Let us proclaim it. Behold!
2010 AD: The Season of Generation-Choicemaker Joel 3:14

No one is smarter than their criteria.

semper fidelis

Jim Baxter said...

Each individual human being possesses a unique, highly developed, and
sensitive perception of variety. Thus aware, man is endowed with a natural
capability for enacting internal mental and external physical selectivity.
Quantitative and qualitative choice-making thus lends itself as the superior
basis of an active intelligence.

Human is earth's Choicemaker. His title describes his definitive and
typifying characteristic. Recall that his other features are but vehicles of
experience intent on the development of perceptive awareness and the
following acts of decision and choice. Note that the products of man cannot
define him for they are the fruit of the discerning choicemaking process and
include the cognition of self, the utility of experience, the development of
value measuring systems and language, and the acculturation of
civilization.

The arts and the sciences of man, as with his habits, customs, and
traditions, are the creative harvest of his perceptive and selective powers.
Creativity, the creative process, is a choice-making process. His articles,
constructs, and commodities, however marvelous to behold, deserve neither
awe nor idolatry, for man, not his contrivance, is earth's own highest
expression of the creative process.

Human is earth's Choicemaker. The sublime and significant act of choosing
is, itself, the Archimedean fulcrum upon which man levers and redirects the
forces of cause and effect to an elected level of quality and diversity.
Further, it orients him toward a natural environmental opportunity, freedom,
and bestows earth's title, The Choicemaker, on his singular and plural brow.

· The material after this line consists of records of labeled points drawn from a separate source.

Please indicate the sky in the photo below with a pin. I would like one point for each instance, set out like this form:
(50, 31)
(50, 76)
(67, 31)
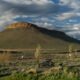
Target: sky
(63, 15)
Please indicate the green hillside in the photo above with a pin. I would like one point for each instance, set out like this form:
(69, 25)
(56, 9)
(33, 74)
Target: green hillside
(30, 37)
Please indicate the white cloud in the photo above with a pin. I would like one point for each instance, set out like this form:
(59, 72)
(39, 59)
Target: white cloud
(29, 2)
(64, 16)
(72, 3)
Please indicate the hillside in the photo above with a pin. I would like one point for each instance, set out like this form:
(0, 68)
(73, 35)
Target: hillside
(26, 35)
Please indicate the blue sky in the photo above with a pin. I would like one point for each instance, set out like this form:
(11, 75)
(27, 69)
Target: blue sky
(62, 15)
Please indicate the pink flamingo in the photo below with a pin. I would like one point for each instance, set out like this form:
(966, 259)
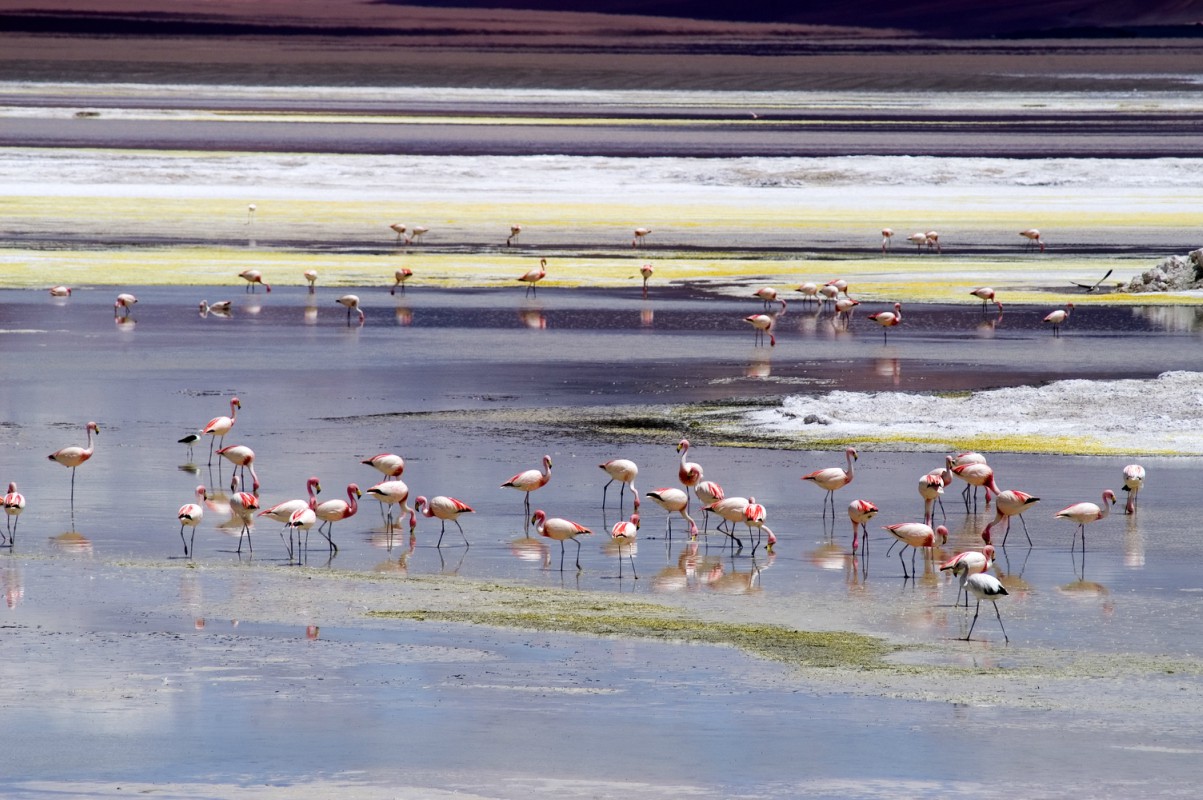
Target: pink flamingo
(624, 472)
(624, 534)
(833, 478)
(331, 511)
(190, 515)
(674, 501)
(528, 481)
(243, 457)
(253, 277)
(399, 279)
(914, 535)
(1058, 318)
(860, 513)
(73, 456)
(219, 426)
(533, 276)
(561, 531)
(13, 504)
(888, 320)
(444, 508)
(1084, 514)
(1133, 479)
(1006, 505)
(1033, 238)
(970, 562)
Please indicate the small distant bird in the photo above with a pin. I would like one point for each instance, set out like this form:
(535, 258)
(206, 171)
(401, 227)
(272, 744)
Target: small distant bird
(190, 515)
(353, 304)
(888, 320)
(984, 587)
(124, 304)
(254, 277)
(1058, 318)
(533, 276)
(1033, 238)
(624, 472)
(1133, 479)
(561, 531)
(399, 279)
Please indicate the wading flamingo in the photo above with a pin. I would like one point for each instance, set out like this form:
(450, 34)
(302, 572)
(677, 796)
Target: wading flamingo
(833, 478)
(1058, 318)
(219, 426)
(444, 508)
(1084, 514)
(1006, 505)
(984, 587)
(528, 481)
(888, 320)
(190, 515)
(1033, 238)
(1133, 479)
(914, 535)
(399, 277)
(73, 456)
(243, 457)
(561, 531)
(253, 277)
(624, 472)
(533, 276)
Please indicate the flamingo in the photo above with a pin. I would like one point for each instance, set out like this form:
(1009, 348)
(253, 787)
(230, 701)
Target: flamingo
(763, 324)
(73, 456)
(219, 426)
(624, 472)
(1033, 238)
(888, 319)
(561, 531)
(13, 504)
(254, 277)
(833, 478)
(190, 515)
(646, 272)
(1084, 514)
(1006, 505)
(984, 587)
(985, 294)
(528, 481)
(1056, 318)
(124, 304)
(395, 492)
(970, 562)
(239, 455)
(444, 508)
(399, 278)
(331, 511)
(624, 533)
(914, 535)
(674, 501)
(1133, 479)
(533, 276)
(860, 513)
(353, 304)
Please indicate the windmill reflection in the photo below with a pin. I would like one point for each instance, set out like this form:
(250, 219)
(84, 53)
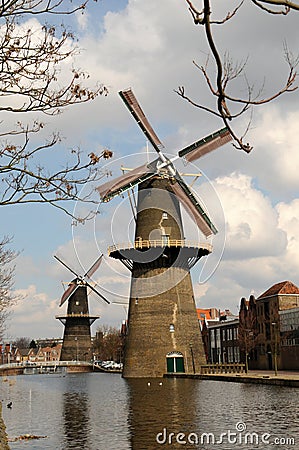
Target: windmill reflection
(159, 407)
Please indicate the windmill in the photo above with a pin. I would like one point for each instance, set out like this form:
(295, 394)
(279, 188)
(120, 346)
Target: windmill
(77, 322)
(163, 331)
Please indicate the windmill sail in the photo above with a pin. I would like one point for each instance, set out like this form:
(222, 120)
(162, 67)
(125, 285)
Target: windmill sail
(115, 187)
(206, 145)
(69, 291)
(135, 109)
(193, 207)
(94, 267)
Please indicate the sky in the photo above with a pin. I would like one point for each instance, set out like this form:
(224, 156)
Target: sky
(252, 198)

No one is smarter than their crteria.

semper fidelis

Jim Baxter said...

Deterministic systems, ideological symbols of abdication by man from his
natural role as earth's Choicemaker, inevitably degenerate into
collectivism; the negation of singularity, they become a conglomerate
plural-based system of measuring human value. Blunting an awareness of
diversity, blurring alternatives, and limiting the selective creative
process, they are self-relegated to a passive and circular regression.

Tampering with man's selective nature endangers his survival for it would
render him impotent and obsolete by denying the tools of variety,
individuality, perception, criteria, selectivity, and progress. Coercive
attempts produce revulsion, for such acts are contrary to an indeterminate
nature and nature's indeterminate off-spring, man the Choicemaker.

Until the oppressors discover that wisdom only just begins with a respectful
acknowledgment of The Creator, The Creation, and The Choicemaker, they will
be ever learning but never coming to a knowledge of the truth. The rejection of
Creator-initiated standards relegates the mind of man to its own primitive,
empirical, and delimited devices. It is thus that the human intellect cannot
ascend and function at any level higher than the criteria by which it
perceives and measures values.

Additionally, such rejection of transcendent criteria self-denies man the
vision and foresight essential to decision-making for survival and
progression. He is left, instead, with the redundant wreckage of expensive
hind sight, including human institutions characterized by averages,
mediocrity, and regression.

Humanism, mired in the circular and mundane egocentric predicament, is
ill-equipped to produce transcendent criteria. Evidenced by those who do not
perceive superiority and thus find themselves beset by the shifting winds of
the carnal-ego; i.e., moods, feelings, desires, appetites, etc., the mind
becomes subordinate: a mere device for excuse-making and rationalizing
self-justification.

The carnal-ego rejects criteria and self-discipline for such instruments are
tools of the mind and the attitude. The appetites of the flesh have no need
of standards for at the point of contention standards are perceived as
alien, restrictive, and inhibiting. Yet, the very survival of our physical
nature itself depends upon a maintained sovereignty of the mind and of the
spirit.

No one is smarter than their criteria.